Extremal Graphs for Blow-Ups of Keyrings

The blow-up of a graph H is the graph obtained from replacing each edge in H by a clique of the same size where the new vertices of the cliques are all different. Given a graph H and a positive integer n, the extremal number, ex(n, H), is the maximum number of edges in a graph on n vertices that does not contain H as a subgraph. A keyring $$C_s(k)$$ is a $$(k+s)$$ -edge graph obtained from a cycle of length k by appending s leaves to one of its vertices. This paper determines the extremal number and finds the extremal graphs for the blow-ups of keyrings $$C_s(k)$$ ( $$k\ge 3$$ , $$s\ge 1$$ ) when n is sufficiently large.

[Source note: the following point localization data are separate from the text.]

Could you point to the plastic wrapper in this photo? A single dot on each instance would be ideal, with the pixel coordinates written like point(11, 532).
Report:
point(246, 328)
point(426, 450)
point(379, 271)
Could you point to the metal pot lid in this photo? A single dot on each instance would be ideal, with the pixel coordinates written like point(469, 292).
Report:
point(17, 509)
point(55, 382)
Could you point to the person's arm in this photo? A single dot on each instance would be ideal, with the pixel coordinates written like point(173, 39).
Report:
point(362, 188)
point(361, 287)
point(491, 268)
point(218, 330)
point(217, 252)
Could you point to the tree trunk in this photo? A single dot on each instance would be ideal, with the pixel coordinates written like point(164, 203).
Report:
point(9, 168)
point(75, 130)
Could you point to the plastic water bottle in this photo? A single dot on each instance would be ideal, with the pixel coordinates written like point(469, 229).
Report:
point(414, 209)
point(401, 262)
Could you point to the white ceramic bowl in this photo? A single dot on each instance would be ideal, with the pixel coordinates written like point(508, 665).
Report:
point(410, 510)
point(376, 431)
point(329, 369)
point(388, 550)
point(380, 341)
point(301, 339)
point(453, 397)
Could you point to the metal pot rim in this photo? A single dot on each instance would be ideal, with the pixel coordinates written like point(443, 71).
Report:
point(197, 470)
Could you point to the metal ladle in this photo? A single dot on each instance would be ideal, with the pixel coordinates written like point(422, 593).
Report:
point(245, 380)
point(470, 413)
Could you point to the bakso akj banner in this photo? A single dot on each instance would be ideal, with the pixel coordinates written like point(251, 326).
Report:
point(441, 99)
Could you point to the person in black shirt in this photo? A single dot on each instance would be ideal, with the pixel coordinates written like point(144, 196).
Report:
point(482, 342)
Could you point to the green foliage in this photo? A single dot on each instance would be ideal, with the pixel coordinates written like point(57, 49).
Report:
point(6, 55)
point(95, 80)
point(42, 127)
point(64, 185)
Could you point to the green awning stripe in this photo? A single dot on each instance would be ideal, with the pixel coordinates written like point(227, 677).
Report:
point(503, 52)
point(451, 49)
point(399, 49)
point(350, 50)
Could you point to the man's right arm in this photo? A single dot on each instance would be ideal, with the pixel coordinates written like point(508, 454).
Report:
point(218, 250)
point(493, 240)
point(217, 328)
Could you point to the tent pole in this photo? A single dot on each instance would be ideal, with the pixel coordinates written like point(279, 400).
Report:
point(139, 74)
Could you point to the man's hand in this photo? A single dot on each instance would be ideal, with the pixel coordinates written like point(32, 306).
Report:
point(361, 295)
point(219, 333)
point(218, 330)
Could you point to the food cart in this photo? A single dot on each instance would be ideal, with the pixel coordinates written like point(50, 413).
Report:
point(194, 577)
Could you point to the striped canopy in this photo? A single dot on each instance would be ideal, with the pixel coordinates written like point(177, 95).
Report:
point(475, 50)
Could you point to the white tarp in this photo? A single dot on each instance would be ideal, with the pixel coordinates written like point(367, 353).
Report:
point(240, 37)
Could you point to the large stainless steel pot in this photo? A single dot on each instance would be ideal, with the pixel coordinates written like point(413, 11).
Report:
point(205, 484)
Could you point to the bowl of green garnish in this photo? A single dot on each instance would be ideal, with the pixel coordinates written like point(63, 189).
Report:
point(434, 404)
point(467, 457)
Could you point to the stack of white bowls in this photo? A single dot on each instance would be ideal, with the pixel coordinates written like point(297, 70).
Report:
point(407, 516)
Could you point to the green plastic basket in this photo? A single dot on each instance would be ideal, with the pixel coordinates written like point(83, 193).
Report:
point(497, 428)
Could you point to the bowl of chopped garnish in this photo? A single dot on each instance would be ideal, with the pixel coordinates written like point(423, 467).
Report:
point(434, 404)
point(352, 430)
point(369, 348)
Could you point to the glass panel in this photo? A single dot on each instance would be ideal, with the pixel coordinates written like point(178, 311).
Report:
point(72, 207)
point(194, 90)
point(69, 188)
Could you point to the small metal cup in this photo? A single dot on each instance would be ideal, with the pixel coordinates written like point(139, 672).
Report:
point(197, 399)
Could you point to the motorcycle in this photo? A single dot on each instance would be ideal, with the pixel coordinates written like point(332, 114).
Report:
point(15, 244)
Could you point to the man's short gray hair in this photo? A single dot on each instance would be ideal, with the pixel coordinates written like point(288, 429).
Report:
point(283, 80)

For special cases when $$k=0$$ or $$s=0$$ , the extremal number of the blow-ups of the graph $$C_s(0)$$ (a star) has been determined by Erdos et al. (J Comb Theory Ser B 64:89–100, 1995) and Chen et al. (J Comb Theory Ser B 89: 159–171, 2003), while the extremal number and extremal graphs for the blow-ups of the graph $$C_0(k)$$ (a cycle) when n is sufficiently large has been determined by Liu (Electron J Combin 20: P65, 2013).